As a card-carrying member of the moon-shot generation during the 1960s, my imagination has been captured by Hi-SEAS, a four-month experiment in how a human crew would eat on a long space mission.

A six-member crew will spend 120 days, from April until August, in an isolated “space station” in Hawaii while they work on strategies. It’s a joint project of the University of Hawaii and Cornell University. Hi-SEAS stands for Hawaii Space Exploration Analog and Simulation.

And it includes a recipe contest.

The mission is part of NASA’s effort to look at the risks associated with long-term space exploration and tries to come up with solutions.

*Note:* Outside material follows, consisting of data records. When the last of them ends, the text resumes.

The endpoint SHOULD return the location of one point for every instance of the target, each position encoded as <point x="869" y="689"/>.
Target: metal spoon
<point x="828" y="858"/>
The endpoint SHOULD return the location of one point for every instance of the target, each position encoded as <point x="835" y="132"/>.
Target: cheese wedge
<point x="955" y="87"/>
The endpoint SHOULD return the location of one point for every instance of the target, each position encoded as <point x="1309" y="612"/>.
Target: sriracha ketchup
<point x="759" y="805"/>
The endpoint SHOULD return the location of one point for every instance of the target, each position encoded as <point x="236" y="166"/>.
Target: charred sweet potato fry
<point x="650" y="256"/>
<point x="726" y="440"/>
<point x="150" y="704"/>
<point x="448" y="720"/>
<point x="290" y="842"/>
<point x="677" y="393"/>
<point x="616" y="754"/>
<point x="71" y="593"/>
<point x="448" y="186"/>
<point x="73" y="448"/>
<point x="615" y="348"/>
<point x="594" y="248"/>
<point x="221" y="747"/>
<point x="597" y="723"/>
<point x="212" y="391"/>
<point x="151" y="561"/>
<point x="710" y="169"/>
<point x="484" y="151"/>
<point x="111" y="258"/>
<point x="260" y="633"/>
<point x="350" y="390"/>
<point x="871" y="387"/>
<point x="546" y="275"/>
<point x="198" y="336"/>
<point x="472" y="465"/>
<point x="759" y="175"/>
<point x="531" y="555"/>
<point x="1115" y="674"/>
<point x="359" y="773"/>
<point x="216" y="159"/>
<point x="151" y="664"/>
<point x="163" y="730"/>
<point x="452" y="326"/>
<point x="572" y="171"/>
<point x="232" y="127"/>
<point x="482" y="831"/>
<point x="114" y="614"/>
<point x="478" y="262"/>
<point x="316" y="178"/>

It won’t do any good to build spacecraft if we don’t think of how to live in them.

And while we can sometimes think of food as a trivial part of our lives, it’s really one of the most important things we do every day.

What we eat, when we eat, how we eat. Eating together, eating alone. Eating what we want, eating what we should. Does anything make us more human than that?

So, for four months, the Hi-SEAS crew will stay in a station that looks like a can and cook, sometimes from cans.

What they cook is where the rest of us come in. The project is holding a recipe contest right now for what to make from their list of ingredients. Got any killer appetizers using canned eel and polenta?

Looking down the ingredient list, I noticed quite a few puzzlers. They’ll have the Korean condiment gochujang but not the Thai-style hot sauce sriracha.

I’m guessing the location in Hawaii would explain why they’re stocking freeze-dried poi.

I had to grab for my food dictionary to figure out furikake (a dried ground fish powder you sprinkle on rice) and harusame (cellophane noodles).

It’s definitely a multicultural list. They get tortillas and kasha, posole and peanut butter. Someone has a sense of humor, too: The list of textured vegetable proteins (fake meat) includes “baconish.”

To enter the contest and follow the blog posts, go to hi-seas.org. You need to make a recipe, take a picture of it and post it on the website by 11:59 p.m. March 8. (That’s Hawaii Standard Time; on the East Coast, it’s due by 4:59 a.m. March 9. See what space exploration can teach you?)

From March 9 until March 27, you can vote on the submitted recipes online. Finalist recipes will be made on the station and the winners announced in August.

The prize? A T-shirt. And knowing you advanced the exploration of space using Spam and poi.